My grandmother kept her oath, and Zahra paid no heed to the goings-on in my grandfather’s house. I became used to Bakr’s visits and my grandmother’s refusals to receive him, despite all his entreaties and intervention from my mother. She said that my grandmother loved Zahra but couldn’t find the right time to relinquish her unjustified obstinacy, especially after the death of my grandfather and in view of Zahra’s lack of defence of her own mother – it was widely said that Wasal had made a living from prostitution after she abandoned the Englishman, John.
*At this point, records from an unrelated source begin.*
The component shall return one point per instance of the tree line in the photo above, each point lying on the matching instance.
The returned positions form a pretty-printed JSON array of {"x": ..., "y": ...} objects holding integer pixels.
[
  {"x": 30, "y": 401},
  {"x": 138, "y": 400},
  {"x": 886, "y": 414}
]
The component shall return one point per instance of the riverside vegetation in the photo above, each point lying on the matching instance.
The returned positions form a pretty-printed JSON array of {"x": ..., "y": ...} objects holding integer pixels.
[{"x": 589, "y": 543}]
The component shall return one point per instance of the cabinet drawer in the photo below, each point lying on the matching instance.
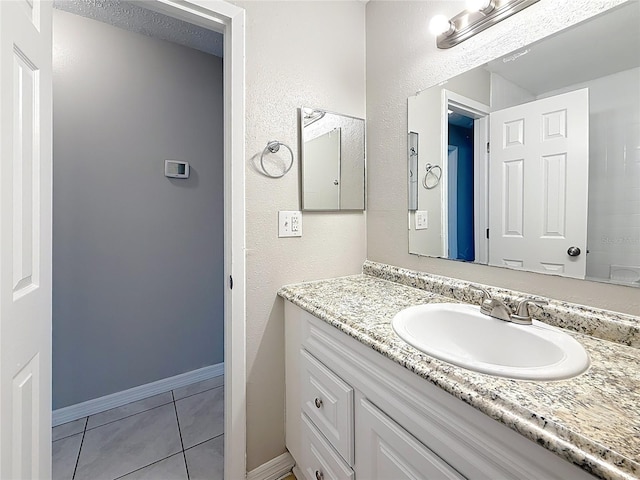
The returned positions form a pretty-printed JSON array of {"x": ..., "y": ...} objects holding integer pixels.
[
  {"x": 390, "y": 452},
  {"x": 328, "y": 402},
  {"x": 319, "y": 461}
]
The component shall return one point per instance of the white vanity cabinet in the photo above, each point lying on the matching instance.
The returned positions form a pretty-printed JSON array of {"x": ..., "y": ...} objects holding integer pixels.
[{"x": 352, "y": 413}]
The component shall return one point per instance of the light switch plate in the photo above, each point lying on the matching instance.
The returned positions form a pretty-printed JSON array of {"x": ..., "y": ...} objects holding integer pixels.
[
  {"x": 422, "y": 219},
  {"x": 289, "y": 223}
]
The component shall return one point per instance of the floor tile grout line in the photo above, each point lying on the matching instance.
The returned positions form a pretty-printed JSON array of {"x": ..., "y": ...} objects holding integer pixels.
[
  {"x": 84, "y": 432},
  {"x": 204, "y": 441},
  {"x": 184, "y": 455},
  {"x": 128, "y": 416},
  {"x": 197, "y": 393},
  {"x": 145, "y": 466}
]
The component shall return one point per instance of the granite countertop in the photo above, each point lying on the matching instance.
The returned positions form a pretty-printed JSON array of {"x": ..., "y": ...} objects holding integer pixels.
[{"x": 592, "y": 420}]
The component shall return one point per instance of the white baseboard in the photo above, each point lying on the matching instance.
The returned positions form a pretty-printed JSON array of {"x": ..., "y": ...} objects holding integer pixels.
[
  {"x": 97, "y": 405},
  {"x": 273, "y": 469}
]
Wasal had run away to London with John, and there she attached herself to a Pakistani man, a taxi driver who picked her up one night outside a bar when she was exhausted, fatigue and intoxication all over her face, and only half conscious. In his suburban bedsit, she gave him her body coldly in exchange for spending a night in a narrow bed and a bowl of hot soup, which reminded her of that cellar which she never yearned for, and never regretted leaving.

Wasal woke up late the next morning. All that remained in her memory of the previous night was the taste of pepper from the soup. When she found herself alone in a shabby room, she got up wearily and washed. She heard Pakistani music and snooped through the man’s pictures, which showed him with a corpulent English girl, doltish and flaccid as a dead fish. She realized that he was a strange and lonely man, for all his soft features and thick black eyebrows.

She rather enjoyed being away from John’s affectations and his calls for her to respect English traditions. She went back to sleep for a while and, on waking again, made a light dinner of wilted parsley, cabbage heads and a few morsels of potato. She spontaneously started to behave as if she were the mistress of this mean room, rearranging the sweaters and books strewn at random over the only sofa. She made the Pakistani laugh in an attempt to combat his bewilderment at the continued presence of this transient woman in his room. She surrendered to him coldly as the night elapsed, despite his attempts to get her to explain her past.

The two quickly came to an understanding. She liked his oddness, and the unambiguously dirty jokes he made when, on the third day, he took her to the apartment of a Syrian trader called Abdel Ghany Bilany, in exchange for twenty pounds. The Syrian had a predilection for visiting Madame Tussaud’s, reading biographies of famous politicians, and memorizing quotations. Abdel Ghany Bilany was an entertaining host, at first; but he was in collusion with the Pakistani, who soon left them alone. Stifling a sarcastic smile, Wasal practised the role of a professional whore, but she wasn’t vulgar. She praised his cologne and his taste in the colours of the bed linen in the spacious room. She almost expressed an opinion about Churchill and Abdel Ghany was restored to his earlier enthusiasm as he summarized the history of the man who taught politics to Europe.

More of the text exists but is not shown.